Project URL: http://casjobs.sdss.org/casjobs
Project is in year: 1 of 2
Highlights:
The Sloan Digital Sky Survey (SDSS) Catalog Archive Server (CAS) has been serving up data online from the multi-TB SDSS Science Archive since 2003. Our analysis of queries submitted to the SDSS CAS over the past two years reveals a consistent pattern, as we will show with plots of our logging data. Most queries execute in seconds or minutes. However, some queries can take hours or days, either because they require non-index scans of the largest tables, or because they represent very complex aggregations of the data, or because they request very large result sets. These "monster queries" not only take a long time, they also affect response times for everyone else - one or more of them can clog up the entire system. Statistics also suggested that much of the data transfer is unnecessary; users would prefer to store results locally in order to allow further joins and filtering. To address these problems, we developed a multi-server multi-queue batch job submission and tracking system for the CAS called CasJobs. The batch system ensures that the number of resource-intensive queries is well regulated and can be directed to different servers if needed. To allow local analysis, we give users their own personal databases (MyDB) on the server. Users may transfer data to their MyDB, and then perform further analysis before extracting it to their own machine. MyDB tables also provide a convenient way to share results of queries with collaborators without downloading them. CasJobs is built using SOAP XML Web services and has been in operation for over a year now. We are now studying ways to extend CasJobs to the distributed NVO environment. We envisage a distributed system in which multiple nodes form a trusted network (Virtual Organization) and users with an account can access their workbench at any node without needing to register separately. We foresee users having datasets in multiple "spaces" on multiple machines. We have begun to upgrade CasJobs to include repli
cation of user accounts between multiple systems. The next step will be to implement WS-Security within CasJobs. This ties in well with the VO objective of getting WS-Security working for VOSpace.
Revelance to NASA:
The NVO is partly funded by NASA, and several NASA mission archives and data centers contribute to the NVO effort. The distributed batch query system we describe is useful for any distributed archive network. WS-Security and VOSpace will also be crucial technologies for archives supported by NASA. CasJobs/MyDB is also the technology used to enable anonymous importing of user data (DataUpload) into OpenSkyQuery (openskyquery.net), an NVO federated query and cross-matching service.
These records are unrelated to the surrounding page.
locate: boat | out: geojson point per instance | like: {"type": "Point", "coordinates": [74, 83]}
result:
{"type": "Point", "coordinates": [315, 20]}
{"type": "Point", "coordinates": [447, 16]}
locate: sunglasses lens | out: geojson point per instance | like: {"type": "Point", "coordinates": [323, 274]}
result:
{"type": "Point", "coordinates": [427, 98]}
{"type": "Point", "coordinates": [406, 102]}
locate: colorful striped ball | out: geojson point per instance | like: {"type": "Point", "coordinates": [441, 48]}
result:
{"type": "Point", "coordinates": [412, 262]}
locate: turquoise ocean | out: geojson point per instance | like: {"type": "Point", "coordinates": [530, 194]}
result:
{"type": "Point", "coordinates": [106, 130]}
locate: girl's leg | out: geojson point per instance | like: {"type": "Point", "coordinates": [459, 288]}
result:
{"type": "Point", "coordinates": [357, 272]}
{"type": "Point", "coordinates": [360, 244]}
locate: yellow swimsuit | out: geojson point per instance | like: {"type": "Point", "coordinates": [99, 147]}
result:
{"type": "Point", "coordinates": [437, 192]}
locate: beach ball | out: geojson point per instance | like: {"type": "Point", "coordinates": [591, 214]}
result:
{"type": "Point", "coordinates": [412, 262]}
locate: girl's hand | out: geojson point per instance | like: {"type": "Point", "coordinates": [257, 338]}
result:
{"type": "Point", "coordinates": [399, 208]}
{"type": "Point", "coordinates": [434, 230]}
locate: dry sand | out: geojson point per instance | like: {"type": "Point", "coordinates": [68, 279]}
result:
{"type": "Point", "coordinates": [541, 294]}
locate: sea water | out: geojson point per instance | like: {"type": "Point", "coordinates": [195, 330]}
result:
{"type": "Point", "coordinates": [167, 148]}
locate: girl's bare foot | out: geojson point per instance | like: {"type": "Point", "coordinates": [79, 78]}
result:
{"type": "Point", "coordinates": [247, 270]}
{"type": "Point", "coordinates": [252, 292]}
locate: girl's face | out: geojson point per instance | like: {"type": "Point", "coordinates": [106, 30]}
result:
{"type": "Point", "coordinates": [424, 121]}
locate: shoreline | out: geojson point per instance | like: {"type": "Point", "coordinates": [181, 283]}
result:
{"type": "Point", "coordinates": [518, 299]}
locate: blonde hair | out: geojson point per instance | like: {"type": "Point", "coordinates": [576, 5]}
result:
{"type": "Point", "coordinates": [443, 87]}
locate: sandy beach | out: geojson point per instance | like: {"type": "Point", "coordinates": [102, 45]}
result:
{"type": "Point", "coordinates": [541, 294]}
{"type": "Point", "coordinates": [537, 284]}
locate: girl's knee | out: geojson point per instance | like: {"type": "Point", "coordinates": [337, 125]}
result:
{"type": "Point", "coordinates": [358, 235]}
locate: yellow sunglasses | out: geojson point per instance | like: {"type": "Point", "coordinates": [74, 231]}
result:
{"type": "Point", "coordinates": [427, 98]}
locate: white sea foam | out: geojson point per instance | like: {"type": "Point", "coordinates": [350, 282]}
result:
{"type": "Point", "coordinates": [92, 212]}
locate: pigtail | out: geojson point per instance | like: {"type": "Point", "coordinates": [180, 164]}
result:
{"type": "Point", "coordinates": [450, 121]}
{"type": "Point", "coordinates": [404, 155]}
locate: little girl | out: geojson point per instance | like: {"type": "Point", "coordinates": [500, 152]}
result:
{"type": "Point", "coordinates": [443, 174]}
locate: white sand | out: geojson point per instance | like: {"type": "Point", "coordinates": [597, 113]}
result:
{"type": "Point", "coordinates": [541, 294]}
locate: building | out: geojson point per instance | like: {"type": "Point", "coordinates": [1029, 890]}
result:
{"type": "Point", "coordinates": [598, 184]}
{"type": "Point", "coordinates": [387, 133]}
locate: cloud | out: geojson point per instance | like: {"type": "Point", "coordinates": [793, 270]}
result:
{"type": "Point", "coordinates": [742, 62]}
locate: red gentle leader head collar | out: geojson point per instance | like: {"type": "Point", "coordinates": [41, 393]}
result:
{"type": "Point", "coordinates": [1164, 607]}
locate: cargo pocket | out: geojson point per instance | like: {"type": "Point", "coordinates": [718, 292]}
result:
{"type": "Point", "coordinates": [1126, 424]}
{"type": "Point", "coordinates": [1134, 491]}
Application to NASA AMission and Programs:
Other than SDSS, CasJobs will soon be adapted for the GALEX science archive to handle intensive queries.
Tracking:
We maintain detailed weblogs and services logs for CasJobs that record every query submitted to the system.
Upcoming Plans:
We have begun to upgrade CasJobs to include replication of user accounts between multiple systems. The next step will be to implement WS-Security within CasJobs. This ties in well with the VO objective of getting WS-Security working for VOSpace. In the long run, we plan to integrate MyDB with MySpace and possible SRB (Storage Resource Broker). This will require integration of WS-Security with VOStore (which is a major hurdle).